Mandamus against the state’s department of education. It had refused sixteen-year-old plaintiff Robert L. Neaf’s request to take a high-school equivalency test. Taking and passing that test would allow Robert to enter college without having graduated from high-school. The department based the refusal on its rule 5 CRS 60-100.020 requiring applicants to have become 18 years old.
By this action Robert sought and got a mandatory injunction compelling defendants to give him the equivalency test. The department has appealed. Respondent has not filed a brief.
Two statutes control this case. Section 161.092(1) RSMo 1978, authorizes the department to: “Adopt rules ... and formulate policies for ... the department ...” And, Section 161.093 provides: “Any person who has not obtained a high-school diploma ... may become an applicant for a high-school equivalency certificate to be issued ... as provided under rules and regulations adopted by the state board of education.” The challenged rule was such a regulation.
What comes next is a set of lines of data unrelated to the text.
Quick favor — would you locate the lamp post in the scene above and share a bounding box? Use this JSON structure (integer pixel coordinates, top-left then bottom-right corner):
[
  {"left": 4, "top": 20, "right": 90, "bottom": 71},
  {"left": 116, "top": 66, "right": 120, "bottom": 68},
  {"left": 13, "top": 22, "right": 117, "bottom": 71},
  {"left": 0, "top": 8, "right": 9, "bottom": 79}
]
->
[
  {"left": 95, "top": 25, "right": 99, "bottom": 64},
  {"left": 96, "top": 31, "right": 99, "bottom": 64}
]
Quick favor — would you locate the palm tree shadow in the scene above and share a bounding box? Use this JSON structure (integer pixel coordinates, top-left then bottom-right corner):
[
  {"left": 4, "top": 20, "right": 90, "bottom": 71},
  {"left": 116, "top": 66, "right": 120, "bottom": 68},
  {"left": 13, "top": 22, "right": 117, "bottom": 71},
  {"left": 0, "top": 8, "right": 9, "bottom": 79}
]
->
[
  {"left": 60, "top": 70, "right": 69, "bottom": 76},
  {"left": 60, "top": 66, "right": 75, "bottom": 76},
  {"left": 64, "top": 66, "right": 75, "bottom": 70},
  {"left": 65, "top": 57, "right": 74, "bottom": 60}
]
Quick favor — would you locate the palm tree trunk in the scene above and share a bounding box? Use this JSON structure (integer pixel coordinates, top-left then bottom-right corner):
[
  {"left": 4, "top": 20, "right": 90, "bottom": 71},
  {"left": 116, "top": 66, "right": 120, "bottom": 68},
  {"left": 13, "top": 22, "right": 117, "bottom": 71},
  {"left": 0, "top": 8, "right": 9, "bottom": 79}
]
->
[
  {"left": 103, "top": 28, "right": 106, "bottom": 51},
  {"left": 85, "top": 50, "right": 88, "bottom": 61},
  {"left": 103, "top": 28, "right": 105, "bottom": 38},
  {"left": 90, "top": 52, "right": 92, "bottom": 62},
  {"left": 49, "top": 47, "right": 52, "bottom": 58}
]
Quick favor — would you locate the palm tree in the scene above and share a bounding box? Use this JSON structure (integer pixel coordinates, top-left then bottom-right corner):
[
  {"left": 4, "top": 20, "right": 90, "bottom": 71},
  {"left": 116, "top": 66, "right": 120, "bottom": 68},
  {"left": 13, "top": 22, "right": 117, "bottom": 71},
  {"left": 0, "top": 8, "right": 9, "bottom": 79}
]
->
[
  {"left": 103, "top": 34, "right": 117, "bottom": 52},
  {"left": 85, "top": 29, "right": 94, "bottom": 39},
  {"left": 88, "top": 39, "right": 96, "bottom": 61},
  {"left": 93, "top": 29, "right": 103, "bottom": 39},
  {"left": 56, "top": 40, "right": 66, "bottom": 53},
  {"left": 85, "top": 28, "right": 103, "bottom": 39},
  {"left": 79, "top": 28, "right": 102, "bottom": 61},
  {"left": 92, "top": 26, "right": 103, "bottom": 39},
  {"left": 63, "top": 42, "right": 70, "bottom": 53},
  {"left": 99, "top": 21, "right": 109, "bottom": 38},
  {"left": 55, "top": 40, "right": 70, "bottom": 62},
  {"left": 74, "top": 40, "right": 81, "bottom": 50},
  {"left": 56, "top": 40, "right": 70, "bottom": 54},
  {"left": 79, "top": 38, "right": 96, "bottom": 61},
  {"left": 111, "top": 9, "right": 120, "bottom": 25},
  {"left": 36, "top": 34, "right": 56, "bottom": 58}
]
The trial court granted plaintiff’s petition to compel the department to give him an equivalency test. The court based this on the asserted fact that Section 161.093 “does not provide at all for the expansion of the qualifications to take the G. E. D. test and an itemization of who is eligible.” The court concluded: “The statute provides that any person may take this test, that the regulation is beyond the scope of the statutory authority of the Department of Education, and that the regulation is also too vague to be comprehended.”
We reject this reasoning.
We review this case under the long held principle that injunction is a harsh remedy, to be used sparingly and only in clear cases. Moseley v. City of Mountain Grove, 524 S.W.2d 444 (Mo.App.1975) and American Pamcor Inc. v. Klote, 438 S.W.2d 287 (Mo.App.1969).
By constitutional Article IX, Section 1(a) the legislature is directed to establish and maintain free public schools. By the quoted statutes the legislature has done just that. By Section 161.092(1) it empowered the department to adopt rules and formulate policies. By Section 161.093 the legislature empowered the department to grant equivalency diplomas “as provided under rules and regulations adopted” by the department. Pursuant to that statutory power the department formulated the rule, now challenged, that an applicant for a high-school equivalency test must be at least 18 years old.
We hold the challenged department rule was enacted pursuant to its statutory au*374thority. Accordingly, the trial court erred in enjoining the department from obeying that rule.
Reversed.
CRIST, P. J., and REINHARD, J., concur.